“A conversão pastoral coloca como ponto fundamental na vida de todos os seus seguidores, a solidariedade. O Sínodo lança a mensagem para que todos sejamos solidários”, escreve Dom Vital Corbellini, Bispo de Marabá, Pará.

Eis o artigo.

Um dos pontos nos quais ressaltamos no Sínodo foi a conversão pastoral que tem como ponto fundamental uma igreja em saída, exigindo atitudes novas à pastoral. A Amazônia pede de seus pastores e povo de Deus que se navegue em rios, lagos, comunidades do campo e periferias da cidade para podermos evangelizar e ser evangelizado.

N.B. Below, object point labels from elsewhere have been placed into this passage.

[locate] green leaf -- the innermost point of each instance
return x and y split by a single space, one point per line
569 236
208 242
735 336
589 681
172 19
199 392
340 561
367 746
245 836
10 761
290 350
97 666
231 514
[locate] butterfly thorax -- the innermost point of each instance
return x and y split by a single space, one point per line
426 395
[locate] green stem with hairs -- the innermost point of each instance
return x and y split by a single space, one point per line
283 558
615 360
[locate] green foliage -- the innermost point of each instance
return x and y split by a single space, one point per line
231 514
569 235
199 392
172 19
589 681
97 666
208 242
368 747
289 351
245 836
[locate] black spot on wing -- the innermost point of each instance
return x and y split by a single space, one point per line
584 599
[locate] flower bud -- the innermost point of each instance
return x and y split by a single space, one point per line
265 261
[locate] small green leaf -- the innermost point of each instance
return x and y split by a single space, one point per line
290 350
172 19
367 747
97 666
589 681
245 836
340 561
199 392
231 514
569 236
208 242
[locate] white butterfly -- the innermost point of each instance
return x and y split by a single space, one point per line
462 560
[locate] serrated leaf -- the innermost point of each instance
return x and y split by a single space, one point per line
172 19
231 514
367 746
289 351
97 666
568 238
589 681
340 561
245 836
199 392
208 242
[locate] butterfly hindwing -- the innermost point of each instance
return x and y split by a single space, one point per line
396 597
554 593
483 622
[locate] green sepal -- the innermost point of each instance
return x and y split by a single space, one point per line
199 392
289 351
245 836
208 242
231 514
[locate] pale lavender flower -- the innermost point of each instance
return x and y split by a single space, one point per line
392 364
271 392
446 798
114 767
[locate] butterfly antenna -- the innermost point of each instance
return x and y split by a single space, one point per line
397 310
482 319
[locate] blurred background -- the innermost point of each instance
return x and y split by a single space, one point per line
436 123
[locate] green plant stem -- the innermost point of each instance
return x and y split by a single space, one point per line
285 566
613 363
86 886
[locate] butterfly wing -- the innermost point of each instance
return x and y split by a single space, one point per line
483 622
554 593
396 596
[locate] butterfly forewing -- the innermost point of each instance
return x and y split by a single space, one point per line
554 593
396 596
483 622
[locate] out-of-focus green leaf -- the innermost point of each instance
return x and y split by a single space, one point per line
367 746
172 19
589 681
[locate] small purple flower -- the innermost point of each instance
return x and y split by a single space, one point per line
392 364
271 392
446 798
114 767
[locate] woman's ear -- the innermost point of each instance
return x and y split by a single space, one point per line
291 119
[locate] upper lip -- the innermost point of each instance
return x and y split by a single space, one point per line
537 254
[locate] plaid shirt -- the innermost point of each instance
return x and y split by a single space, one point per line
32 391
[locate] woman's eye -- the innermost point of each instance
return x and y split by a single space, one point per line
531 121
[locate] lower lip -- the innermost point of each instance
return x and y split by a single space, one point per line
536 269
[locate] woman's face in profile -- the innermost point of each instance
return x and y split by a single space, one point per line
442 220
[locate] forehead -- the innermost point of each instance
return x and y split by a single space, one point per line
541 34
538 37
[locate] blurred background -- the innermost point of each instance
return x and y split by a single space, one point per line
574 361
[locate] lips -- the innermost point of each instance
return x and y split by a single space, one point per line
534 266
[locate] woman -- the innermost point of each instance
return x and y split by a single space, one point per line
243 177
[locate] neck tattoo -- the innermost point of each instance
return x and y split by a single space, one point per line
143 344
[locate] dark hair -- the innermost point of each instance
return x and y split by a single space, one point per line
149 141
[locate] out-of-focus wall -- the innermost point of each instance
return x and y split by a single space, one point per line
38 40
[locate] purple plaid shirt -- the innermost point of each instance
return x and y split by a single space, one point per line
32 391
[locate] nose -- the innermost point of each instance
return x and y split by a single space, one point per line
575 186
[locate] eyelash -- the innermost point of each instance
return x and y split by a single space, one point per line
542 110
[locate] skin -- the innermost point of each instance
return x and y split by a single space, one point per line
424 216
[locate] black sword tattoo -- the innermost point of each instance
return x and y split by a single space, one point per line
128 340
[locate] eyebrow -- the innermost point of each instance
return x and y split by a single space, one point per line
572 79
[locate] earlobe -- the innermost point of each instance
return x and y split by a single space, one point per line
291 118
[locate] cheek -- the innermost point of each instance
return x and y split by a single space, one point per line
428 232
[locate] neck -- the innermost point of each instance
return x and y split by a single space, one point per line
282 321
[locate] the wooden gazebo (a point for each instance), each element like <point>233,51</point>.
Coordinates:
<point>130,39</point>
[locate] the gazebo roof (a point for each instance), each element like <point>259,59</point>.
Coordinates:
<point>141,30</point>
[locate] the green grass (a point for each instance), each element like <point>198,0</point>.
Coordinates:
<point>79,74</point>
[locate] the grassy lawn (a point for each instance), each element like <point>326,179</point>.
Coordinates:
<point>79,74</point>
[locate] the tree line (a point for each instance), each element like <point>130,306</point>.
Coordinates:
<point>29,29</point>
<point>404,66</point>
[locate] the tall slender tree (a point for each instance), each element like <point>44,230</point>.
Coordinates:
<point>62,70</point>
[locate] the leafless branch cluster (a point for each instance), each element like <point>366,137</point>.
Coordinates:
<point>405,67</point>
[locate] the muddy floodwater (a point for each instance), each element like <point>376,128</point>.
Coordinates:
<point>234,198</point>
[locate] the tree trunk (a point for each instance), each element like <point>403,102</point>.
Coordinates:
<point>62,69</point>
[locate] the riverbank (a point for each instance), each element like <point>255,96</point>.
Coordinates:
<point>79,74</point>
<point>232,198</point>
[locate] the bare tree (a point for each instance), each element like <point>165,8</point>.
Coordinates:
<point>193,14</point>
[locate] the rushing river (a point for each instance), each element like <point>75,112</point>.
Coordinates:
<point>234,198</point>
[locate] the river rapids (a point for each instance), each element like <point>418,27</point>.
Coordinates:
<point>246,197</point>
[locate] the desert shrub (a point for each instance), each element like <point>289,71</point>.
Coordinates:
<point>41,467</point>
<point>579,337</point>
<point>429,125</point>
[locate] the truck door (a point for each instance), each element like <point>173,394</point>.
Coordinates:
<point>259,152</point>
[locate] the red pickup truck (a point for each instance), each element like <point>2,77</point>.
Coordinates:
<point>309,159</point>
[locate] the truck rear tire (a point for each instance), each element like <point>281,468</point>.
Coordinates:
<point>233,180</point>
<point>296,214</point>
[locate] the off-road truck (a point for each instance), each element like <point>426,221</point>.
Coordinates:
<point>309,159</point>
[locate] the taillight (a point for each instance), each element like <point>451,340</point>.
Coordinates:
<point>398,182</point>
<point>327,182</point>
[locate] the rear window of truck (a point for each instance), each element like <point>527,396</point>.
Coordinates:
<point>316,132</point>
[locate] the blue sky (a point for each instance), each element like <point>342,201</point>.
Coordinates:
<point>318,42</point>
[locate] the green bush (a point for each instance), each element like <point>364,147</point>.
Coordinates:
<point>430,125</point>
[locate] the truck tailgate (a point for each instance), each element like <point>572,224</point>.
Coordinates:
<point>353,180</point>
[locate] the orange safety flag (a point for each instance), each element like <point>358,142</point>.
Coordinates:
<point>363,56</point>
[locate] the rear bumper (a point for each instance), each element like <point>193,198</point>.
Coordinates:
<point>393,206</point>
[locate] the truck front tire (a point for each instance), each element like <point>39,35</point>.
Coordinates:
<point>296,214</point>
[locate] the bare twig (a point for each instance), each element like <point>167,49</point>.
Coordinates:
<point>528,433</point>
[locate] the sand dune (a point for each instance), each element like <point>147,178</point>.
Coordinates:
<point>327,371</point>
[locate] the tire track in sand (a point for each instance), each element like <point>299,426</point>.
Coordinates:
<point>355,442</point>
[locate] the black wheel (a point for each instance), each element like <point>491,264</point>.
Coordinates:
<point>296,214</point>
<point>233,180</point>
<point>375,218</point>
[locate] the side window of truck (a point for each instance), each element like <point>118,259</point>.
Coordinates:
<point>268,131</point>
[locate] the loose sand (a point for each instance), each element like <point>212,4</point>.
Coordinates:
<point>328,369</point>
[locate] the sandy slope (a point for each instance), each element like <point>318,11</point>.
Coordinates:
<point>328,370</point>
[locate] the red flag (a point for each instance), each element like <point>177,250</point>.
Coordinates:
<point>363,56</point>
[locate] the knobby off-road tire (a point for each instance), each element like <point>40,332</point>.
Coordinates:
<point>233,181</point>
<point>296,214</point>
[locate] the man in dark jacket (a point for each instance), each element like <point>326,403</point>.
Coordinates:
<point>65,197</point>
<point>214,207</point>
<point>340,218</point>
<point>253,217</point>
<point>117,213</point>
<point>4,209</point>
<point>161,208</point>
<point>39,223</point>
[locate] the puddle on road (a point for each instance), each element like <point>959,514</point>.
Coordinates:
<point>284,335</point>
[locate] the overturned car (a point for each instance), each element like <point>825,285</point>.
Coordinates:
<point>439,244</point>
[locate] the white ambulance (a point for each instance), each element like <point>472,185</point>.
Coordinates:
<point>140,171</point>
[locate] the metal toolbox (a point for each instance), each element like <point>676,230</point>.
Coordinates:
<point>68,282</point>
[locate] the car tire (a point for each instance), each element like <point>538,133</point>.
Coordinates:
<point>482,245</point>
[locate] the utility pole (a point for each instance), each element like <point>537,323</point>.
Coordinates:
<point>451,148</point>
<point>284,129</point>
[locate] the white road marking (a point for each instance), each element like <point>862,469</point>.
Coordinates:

Sabemos que a Igreja é por natureza missionária, não se tratando de uma missão optativa, mas vivencia da missão, na qual o Senhor Jesus veio ao mundo para nos trazer a salvação e hoje envia a todos nós para a missão. Impulsionada pelo Espírito Santo e seguindo as pegadas de Jesus Cristo, evangeliza os pobres, vai ao encontro de todas as pessoas, sem discriminação de raça ou cor, mas proclamando as maravilhas de Jesus Cristo e de seu Reino. Como o Papa Francisco ressalta em suas manifestações que a nossa missão no mundo não poderá ser estática, mas que é sempre itinerante, de saída, de busca do próximo, do outro, para fazer parte da vida da comunidade e do Senhor Jesus Cristo. A Igreja por sua natureza está em movimento, não fica sedentária no seu recinto. Está aberta aos horizontes mais amplos, para levar o evangelho nos caminhos da vida, de muitas pessoas necessitadas da palavra de Deus e da eucaristia. Se o pentecostalismo está crescendo, sobretudo nas periferias das cidades, é pelo fato que as vezes nós não marcamos presença suficiente para que assim o povo possa participar da vida da comunidade e prosseguir o caminho de fé, de esperança e de caridade.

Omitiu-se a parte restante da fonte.